In people with type 1 diabetes, the pancreas no longer makes insulin. The beta cells have been destroyed and individuals with the disease need insulin shots in order the process the glucose contained in meals. People with type 2 diabetes make insulin, but their bodies don't respond well to it. Some people with type 2 diabetes can keep their disease controlled with diet and other lifestyle measures. Other people need medication or insulin shots to help their bodies use glucose for energy. Insulin cannot be taken as a pill, but must instead be injected into the fat under the skin for it to enter the blood stream.

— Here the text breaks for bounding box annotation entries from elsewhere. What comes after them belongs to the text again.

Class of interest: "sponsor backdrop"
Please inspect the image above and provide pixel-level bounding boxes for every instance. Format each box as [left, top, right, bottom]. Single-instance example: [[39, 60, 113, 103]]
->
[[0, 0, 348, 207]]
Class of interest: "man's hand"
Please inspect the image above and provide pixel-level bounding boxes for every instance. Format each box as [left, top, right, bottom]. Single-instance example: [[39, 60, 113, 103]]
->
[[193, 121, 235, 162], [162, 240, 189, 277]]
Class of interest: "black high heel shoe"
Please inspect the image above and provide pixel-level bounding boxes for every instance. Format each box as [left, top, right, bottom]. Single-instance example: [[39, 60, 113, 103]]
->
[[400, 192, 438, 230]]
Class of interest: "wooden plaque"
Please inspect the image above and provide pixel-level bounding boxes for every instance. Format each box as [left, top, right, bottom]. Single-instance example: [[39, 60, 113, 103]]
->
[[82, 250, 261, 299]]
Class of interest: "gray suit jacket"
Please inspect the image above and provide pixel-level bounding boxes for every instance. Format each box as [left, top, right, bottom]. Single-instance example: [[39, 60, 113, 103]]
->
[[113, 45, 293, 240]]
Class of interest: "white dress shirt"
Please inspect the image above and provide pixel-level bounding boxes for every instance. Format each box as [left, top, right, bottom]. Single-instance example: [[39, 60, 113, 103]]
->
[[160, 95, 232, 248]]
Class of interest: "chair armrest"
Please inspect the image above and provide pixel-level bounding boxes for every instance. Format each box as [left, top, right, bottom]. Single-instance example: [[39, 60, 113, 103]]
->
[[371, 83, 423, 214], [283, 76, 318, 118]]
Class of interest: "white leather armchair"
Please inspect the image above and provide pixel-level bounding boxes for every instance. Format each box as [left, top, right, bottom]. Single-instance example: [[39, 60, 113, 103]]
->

Women with diabetes face special challenges getting—and staying—pregnant. To help prevent miscarriage and diabetes-related birth defects, women with the disease should make planning for pregnancy a high priority. Experts advise that a woman should maintain tight glycemic (blood sugar) control for three to six months before going off contraceptives and trying to conceive. A woman should work with her endocrinologist or internist along with an obstetrician familiar with high-risk pregnancies. A dietitian and diabetes educator can also provide vital pre-pregnancy advice. Women who’ve been diagnosed with diabetes know that they have to take special care before conceiving and throughout pregnancy. But any woman with risk factors for the disease—excess weight, family history, or past history of metabolic problems—should be checked before getting pregnant. Happily, medicine has come a long way since the days when women with diabetes were routinely advised to forget about having children at all.